Tant qu’elles ne sont pas remboursées les obligations remboursables en actions ne sont pas des actions
Les obligations remboursables en actions constituent, dans le patrimoine de leur souscripteur, jusqu’à leur remboursement, des obligations ayant la nature de créances et non pas des actions. Ce ne sont donc pas des biens professionnels au sens de l’ancien impôt de solidarité sur la fortune.

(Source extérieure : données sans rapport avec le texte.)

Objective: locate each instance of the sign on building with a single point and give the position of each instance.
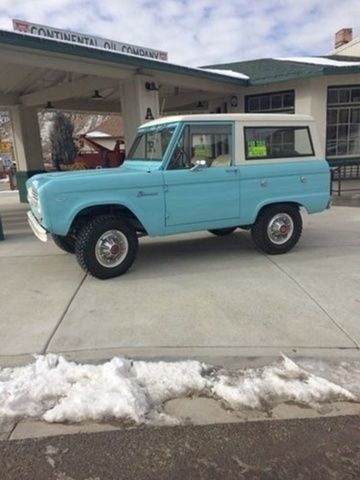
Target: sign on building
(89, 40)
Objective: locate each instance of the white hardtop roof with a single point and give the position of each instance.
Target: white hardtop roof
(232, 117)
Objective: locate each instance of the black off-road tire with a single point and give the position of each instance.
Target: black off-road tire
(221, 232)
(259, 231)
(65, 243)
(91, 233)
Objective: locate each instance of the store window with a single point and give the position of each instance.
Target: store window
(277, 102)
(343, 121)
(263, 143)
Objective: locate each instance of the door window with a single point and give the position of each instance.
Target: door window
(209, 143)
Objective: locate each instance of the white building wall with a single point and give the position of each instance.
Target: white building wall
(310, 97)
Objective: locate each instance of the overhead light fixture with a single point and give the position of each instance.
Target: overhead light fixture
(151, 86)
(149, 115)
(96, 95)
(49, 106)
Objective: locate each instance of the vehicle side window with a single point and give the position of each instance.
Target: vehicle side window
(277, 142)
(212, 143)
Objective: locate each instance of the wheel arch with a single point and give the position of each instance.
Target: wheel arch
(274, 204)
(92, 211)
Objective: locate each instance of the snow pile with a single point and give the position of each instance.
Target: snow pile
(267, 387)
(327, 62)
(227, 73)
(56, 390)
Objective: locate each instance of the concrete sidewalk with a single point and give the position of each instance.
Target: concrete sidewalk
(191, 296)
(186, 296)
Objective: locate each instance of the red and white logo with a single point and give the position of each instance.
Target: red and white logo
(21, 26)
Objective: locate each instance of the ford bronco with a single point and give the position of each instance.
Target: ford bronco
(215, 172)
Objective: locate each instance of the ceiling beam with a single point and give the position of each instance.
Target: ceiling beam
(25, 56)
(67, 90)
(194, 83)
(176, 101)
(89, 106)
(8, 99)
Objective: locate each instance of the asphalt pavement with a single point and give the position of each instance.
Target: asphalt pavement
(317, 449)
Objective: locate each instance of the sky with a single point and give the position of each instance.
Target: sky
(199, 32)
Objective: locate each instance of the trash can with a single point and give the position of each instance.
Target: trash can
(2, 236)
(12, 177)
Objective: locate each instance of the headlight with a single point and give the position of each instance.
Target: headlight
(33, 199)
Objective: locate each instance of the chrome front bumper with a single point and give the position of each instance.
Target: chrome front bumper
(38, 230)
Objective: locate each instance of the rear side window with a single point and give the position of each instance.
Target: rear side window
(263, 143)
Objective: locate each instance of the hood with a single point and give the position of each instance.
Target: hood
(79, 180)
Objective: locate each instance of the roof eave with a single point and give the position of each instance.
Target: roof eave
(55, 46)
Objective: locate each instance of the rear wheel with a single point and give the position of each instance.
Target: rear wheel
(277, 229)
(221, 232)
(65, 243)
(106, 246)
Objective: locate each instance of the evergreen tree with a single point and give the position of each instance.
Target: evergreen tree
(63, 150)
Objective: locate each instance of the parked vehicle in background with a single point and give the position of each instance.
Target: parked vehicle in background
(183, 174)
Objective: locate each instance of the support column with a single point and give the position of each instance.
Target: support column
(137, 97)
(27, 145)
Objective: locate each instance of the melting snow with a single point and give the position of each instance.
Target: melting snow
(56, 390)
(228, 73)
(320, 61)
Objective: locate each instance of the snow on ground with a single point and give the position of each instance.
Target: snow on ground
(56, 390)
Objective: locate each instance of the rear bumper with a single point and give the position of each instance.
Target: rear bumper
(38, 230)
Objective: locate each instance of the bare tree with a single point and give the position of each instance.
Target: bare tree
(63, 150)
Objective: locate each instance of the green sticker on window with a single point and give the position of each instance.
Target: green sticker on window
(202, 151)
(256, 149)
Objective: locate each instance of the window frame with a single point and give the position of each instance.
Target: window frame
(180, 132)
(273, 157)
(270, 94)
(338, 106)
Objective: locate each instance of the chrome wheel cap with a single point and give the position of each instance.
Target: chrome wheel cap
(111, 249)
(280, 228)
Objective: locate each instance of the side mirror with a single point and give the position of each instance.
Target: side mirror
(199, 165)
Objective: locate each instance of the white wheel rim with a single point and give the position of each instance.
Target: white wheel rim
(280, 228)
(111, 249)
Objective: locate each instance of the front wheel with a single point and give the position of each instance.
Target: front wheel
(277, 229)
(106, 246)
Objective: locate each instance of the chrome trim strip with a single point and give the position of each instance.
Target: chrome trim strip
(38, 230)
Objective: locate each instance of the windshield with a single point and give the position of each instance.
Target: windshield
(151, 145)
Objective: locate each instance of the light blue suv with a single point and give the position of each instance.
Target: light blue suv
(214, 172)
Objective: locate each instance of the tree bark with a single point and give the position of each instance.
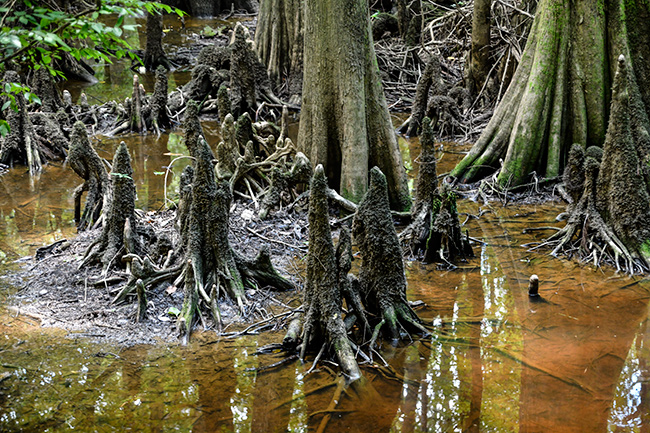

Cet arrêt se situe au carrefour du droit des sociétés et du droit fiscal. Il révèle, une nouvelle fois, que le droit fiscal, par la démarche de qualification rigoureuse qu’il impose, est révélateur du régime juridique applicable à certaines institutions, en l’occurrence les obligations remboursables en actions (ORA). Ces dernières obéissent depuis l’ordonnance n° 2004-604 du 24 juin 2004 portant réforme du régime des valeurs mobilières émises par les sociétés commerciales à une catégorie juridique plus vaste, celle des valeurs mobilières donnant au capital (VMAC ; C. com., art. L. 228-92 s.). Bien que le litige en cause se rattache à un impôt aujourd’hui disparu – l’impôt de solidarité sur la fortune (ISF), supprimé, à compter du 1er janvier 2018, par la loi de finances pour 2018 (Loi n° 2017-1837 du 30 déc. 2017, art. 31) pour être remplacé par un impôt sur les fortunes immobilières (IFI) assis sur les seuls biens immobiliers non professionnels des contribuables personnes physiques – il n’en est pas moins intéressant, même s’il ne surprend pas, tant les décisions dans lesquelles il est question de ces titres hybrides que sont les VMAC sont rares en jurisprudence.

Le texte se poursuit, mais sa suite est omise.